2. Data: Let’s Take A Look Under The Hood

Using data from the Association of National Advertisers, eMarketer, Statista, and other 3rd-parties, these graphics illustrate the economics of an advertising campaign, and the proportion of digital and traditional advertising formats (radio, outdoor/billboards, print, and television).¹

Digital advertising itself can be broken down through its own value chain.This diverse and dynamic digital advertising ecosystem can be divided into the following sub-segments from the “demand side” to the “supply side”. Advertisers (i.e. those who want to purchase advertising for their product) typically first approach (1) agencies, which design, create, plan, and manage advertising for a product (though advertisers are increasingly building out agency functions in-house); (2) execution functions are typically done by agencies and smaller boutiques, and involve the implementation of the ad campaign and verification; (3) targeting data is used by nearly all digital ad campaigns to identify the most effective audience for the ad campaign, and while it can come from the advertisers themselves, it is also often supplemented by third-parties; (4) ad exchanges / supply-side platforms then take the advertising campaign as planned by the agency and automatically insert the advertising into the relevant advertising inventory slots, which are provided by (5) inventory owners who produce the site, service, or content that delivers the advertisement to the viewer (e.g. via website, app, or podcast). Inventory owners are often called “media owners” (given the historic link between advertising and media ownership like publishing or broadcast television).  

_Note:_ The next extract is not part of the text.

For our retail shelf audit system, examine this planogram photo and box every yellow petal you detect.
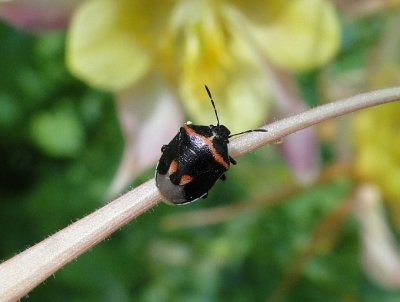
[253,0,340,71]
[67,0,156,90]
[171,3,269,132]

3. Geographical Preferences: You Say Tomato

Using a hypothetical company spending a $100 budget in a fashion representative of the overall ad space, the graphics contextualize a typical expenditure to illustrate how much ad spend goes where, rounded off to the nearest dollar. Naturally, different advertisers will pursue different strategies; a given advertiser might spend its entire budget on radio. As the graphics shows, however, an average advertiser that spends a $100 budget in a representative way would spend about $29 on television in the US, but significantly less in the UK. 

That’s not the whole story though. Traditional media is still key for building brand awareness, while targeted advertising tends to use this built up brand equity to activate purchase activity and increase sales. In this way, brand building and activation work in synergy, and hence traditional advertising formats are not going away anytime soon. This is particularly true in some of the fastest growing markets in the world.

As can be seen from the charts above, in Latin America, television still dominates, with $54 of every $100 of advertising spend, while in Japan sizeable amounts, $18.50 of every $100, are still spent on outdoor advertising. This shows that what advertisers deem as most effective in the US and UK is not the case elsewhere. However, this too may change. Advertisers continually shift budgets among platforms to maximize the return on their ad spend. For now, however, traditional media spending in France and Germany is also ahead of spending on digital formats. As can be seen from the below.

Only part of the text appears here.